Wimsey made a note to be present at this enlivening party, and looking round, saw that they were arriving at the Necropolis—so vast, so glittering with crystal-globed wreaths, so towering with sky-scraping monuments, that no lesser name would serve it. At the gate they were met by Mr. Pritchard in person (acidulated in his manner and elaborately polite to Mr. Murbles), and by the Home Office representative (suave and bland and disposed to see reporters lurking behind every tombstone.) A third person, coming up, proved to be an official from the Cemetery Company, who took charge of the party and guided them along the neat graveled walks to where digging operations were already in process.
The coffin, being at length produced and identified by its brass plate, was then carefully borne to a small outbuilding close at hand, which appeared to be a potting-shed in ordinary life, converted by a board and a couple of trestles into a temporary mortuary. Here a slight halt and confusion was caused by the doctors, demanding in aggressively cheerful and matter-of-fact tones more light and space to work in. The coffin was placed on a bench; somebody produced a mackintosh sheet and spread it on the trestle table; lamps were brought and suitably grouped. After which, the workmen advanced, a little reluctantly, to unscrew the coffin lid, preceded by Dr. Penberthy, scattering formalin from a spray, rather like an infernal thurifer at some particularly unwholesome sacrifice.
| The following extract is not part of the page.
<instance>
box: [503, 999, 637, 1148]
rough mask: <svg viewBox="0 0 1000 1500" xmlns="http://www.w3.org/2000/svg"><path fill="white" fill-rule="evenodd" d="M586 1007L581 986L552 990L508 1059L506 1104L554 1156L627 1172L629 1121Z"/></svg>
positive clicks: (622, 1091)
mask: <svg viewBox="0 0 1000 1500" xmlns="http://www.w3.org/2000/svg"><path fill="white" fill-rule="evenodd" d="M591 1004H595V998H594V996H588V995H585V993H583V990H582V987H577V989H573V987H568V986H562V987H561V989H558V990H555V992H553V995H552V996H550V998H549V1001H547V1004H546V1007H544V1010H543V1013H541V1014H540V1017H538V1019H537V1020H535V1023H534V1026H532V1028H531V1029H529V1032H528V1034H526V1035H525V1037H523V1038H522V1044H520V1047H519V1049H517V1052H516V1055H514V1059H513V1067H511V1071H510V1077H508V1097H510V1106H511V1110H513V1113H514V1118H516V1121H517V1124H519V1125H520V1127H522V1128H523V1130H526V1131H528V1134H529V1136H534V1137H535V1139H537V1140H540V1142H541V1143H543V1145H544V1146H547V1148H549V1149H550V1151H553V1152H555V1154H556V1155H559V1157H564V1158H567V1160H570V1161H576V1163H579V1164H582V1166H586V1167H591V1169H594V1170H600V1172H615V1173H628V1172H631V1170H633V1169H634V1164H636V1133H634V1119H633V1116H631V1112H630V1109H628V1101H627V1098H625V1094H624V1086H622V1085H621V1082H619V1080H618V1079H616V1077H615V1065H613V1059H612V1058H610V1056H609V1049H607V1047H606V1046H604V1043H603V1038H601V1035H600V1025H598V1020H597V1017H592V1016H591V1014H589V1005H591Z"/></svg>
“Ah! very nice indeed,” said Dr. Horner, appreciatively, as the corpse was disengaged from the coffin and transferred to the table. “Excellent. Not much difficulty over this job. That’s the best of getting on to it at once. How long has he been buried, did you say? Three or four weeks? He doesn’t look it. Will you make the autopsy or shall I? Just as you like. Very well. Where did I put my bag? Ah! thank you, Mr.—er—er—” (An unpleasantly occupied pause during which George Fentiman escaped, murmuring that he thought he’d have a smoke outside). “Undoubted heart trouble, of course, I don’t see any unusual appearances, do you? … I suppose we’d better secure the stomach as it stands … pass me the gut, would you? Thanks. D’you mind holding while I get this ligature on? Ta.” (Snip, snip.) “The jars are just behind you. Thanks. Look out! You’ll have it over. Ha! ha! that was a near thing. Reminds me of Palmer, you know—and Cook’s stomach—always think that a very funny story, ha, ha!—I won’t take all the liver—just a sample—it’s only a matter of form—and sections of the rest—yes—better have a look at the brain while we are about it, I suppose. Have you got the large saw?”
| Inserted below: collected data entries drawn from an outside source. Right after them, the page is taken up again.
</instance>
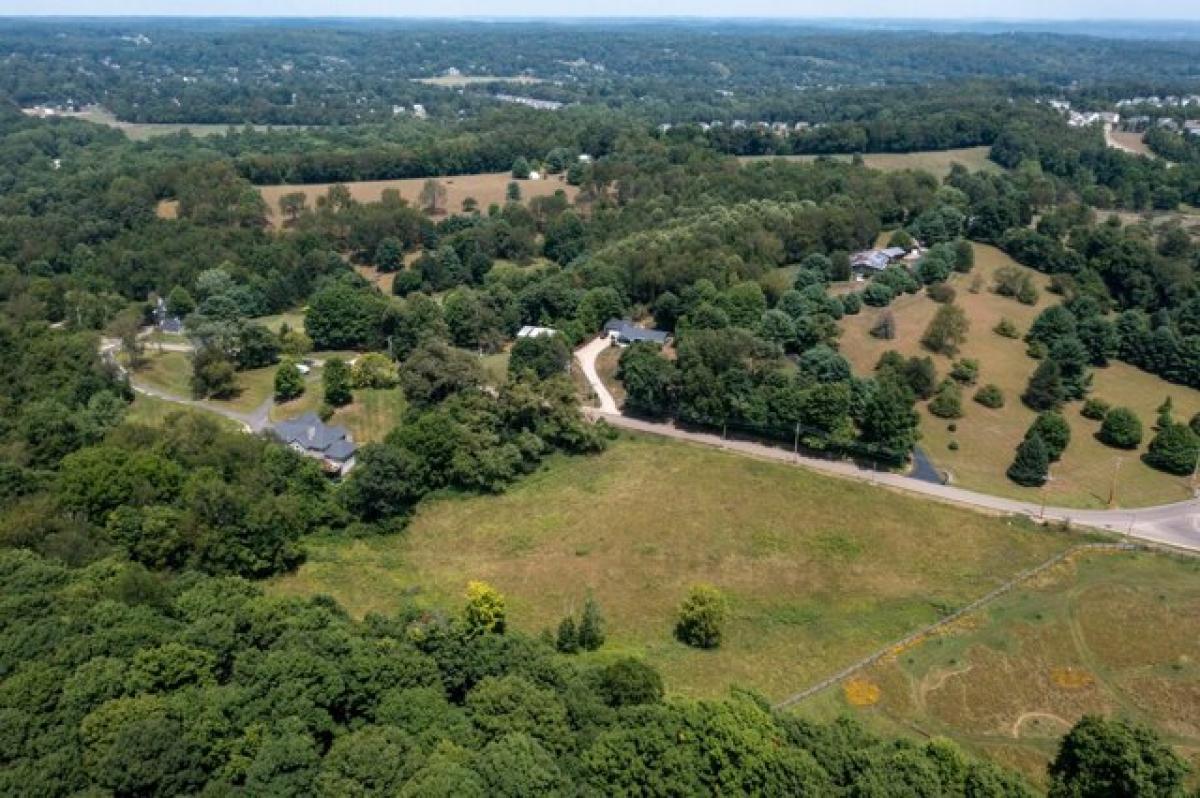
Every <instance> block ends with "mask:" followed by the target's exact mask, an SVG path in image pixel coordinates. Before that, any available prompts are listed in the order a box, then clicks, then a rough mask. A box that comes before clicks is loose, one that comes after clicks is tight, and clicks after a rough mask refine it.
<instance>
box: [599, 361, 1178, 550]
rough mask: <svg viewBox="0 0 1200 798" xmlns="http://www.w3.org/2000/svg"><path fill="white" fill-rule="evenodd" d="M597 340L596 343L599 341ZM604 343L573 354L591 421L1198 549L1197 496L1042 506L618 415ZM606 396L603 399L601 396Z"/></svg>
mask: <svg viewBox="0 0 1200 798" xmlns="http://www.w3.org/2000/svg"><path fill="white" fill-rule="evenodd" d="M598 342H599V343H598ZM607 347H608V341H607V340H606V338H596V340H595V341H590V342H588V343H586V344H584V346H582V347H581V348H580V349H577V350H576V352H575V358H576V360H578V361H580V367H581V370H582V371H583V376H584V377H586V378H587V380H588V383H589V384H590V386H592V390H593V391H594V392H595V395H596V396H598V397H599V398H600V407H595V408H584V413H586V414H587V415H588V416H590V418H593V419H604V420H605V421H606V422H608V424H610V425H612V426H614V427H622V428H623V430H630V431H634V432H644V433H648V434H656V436H664V437H667V438H676V439H678V440H689V442H691V443H697V444H701V445H706V446H714V448H718V449H725V450H727V451H734V452H738V454H743V455H749V456H752V457H761V458H764V460H774V461H779V462H785V463H792V464H796V466H802V467H804V468H810V469H812V470H818V472H822V473H824V474H832V475H834V476H840V478H844V479H853V480H858V481H860V482H866V484H869V485H876V486H882V487H890V488H894V490H900V491H905V492H908V493H919V494H922V496H926V497H930V498H934V499H938V500H942V502H949V503H952V504H960V505H964V506H970V508H974V509H977V510H984V511H986V512H1001V514H1006V515H1025V516H1031V517H1034V518H1039V520H1042V518H1044V520H1048V521H1062V522H1068V523H1070V524H1075V526H1085V527H1091V528H1093V529H1104V530H1108V532H1116V533H1120V534H1123V535H1128V536H1129V538H1135V539H1138V540H1144V541H1147V542H1152V544H1159V545H1164V546H1171V547H1175V548H1186V550H1189V551H1200V499H1190V500H1188V502H1177V503H1175V504H1163V505H1159V506H1152V508H1140V509H1130V510H1081V509H1078V508H1056V506H1045V508H1043V506H1042V505H1040V504H1038V503H1033V502H1019V500H1016V499H1006V498H1002V497H998V496H990V494H988V493H978V492H976V491H967V490H964V488H961V487H954V486H950V485H937V484H932V482H926V481H922V480H917V479H912V478H911V476H905V475H902V474H893V473H890V472H876V470H871V469H869V468H863V467H860V466H857V464H854V463H853V462H848V461H844V460H822V458H820V457H811V456H808V455H796V454H793V452H792V451H790V450H787V449H780V448H776V446H768V445H766V444H761V443H754V442H750V440H731V439H726V438H722V437H721V436H719V434H714V433H709V432H696V431H692V430H683V428H680V427H678V426H676V425H674V424H671V422H655V421H644V420H641V419H632V418H629V416H625V415H622V414H620V410H619V409H618V408H617V403H616V402H614V401H613V398H612V394H610V392H608V389H607V388H605V385H604V383H602V382H601V380H600V377H599V373H598V372H596V368H595V359H596V358H598V356H599V354H600V353H601V352H604V350H605V349H606V348H607ZM606 397H607V402H606V401H605V398H606Z"/></svg>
“How callous these medical men seem,” murmured Mr. Murbles.
“It’s nothing to them,” said Wimsey. “Horner does this kind of job several times a week.”
“Yes, but he need not be so noisy. Dr. Penberthy behaves with decorum.”
“Penberthy runs a practice,” said Wimsey with a faint grin. “He has to exercise a little restraint over himself. Besides, he knew old Fentiman, and Horner didn’t.”
At length the relevant portions of General Fentiman’s anatomy having been collected into suitable jars and bottles, the body was returned to the coffin and screwed down. Penberthy came across to Wimsey and took his arm.
“We ought to be able to get a pretty good idea of what you want to know,” he said. “Decomposition is very little advanced, owing to an exceptionally well-made coffin. By the way” (he dropped his voice) “that leg, you know—did it ever occur to you—or rather, did you ever discover any explanation of that?”
“I did have an idea about it,” admitted Wimsey, “but I don’t yet know whether it was the right one. I shall probably know for certain in a day or two.”
“You think the body was interfered with?” said Penberthy, looking him steadily in the face.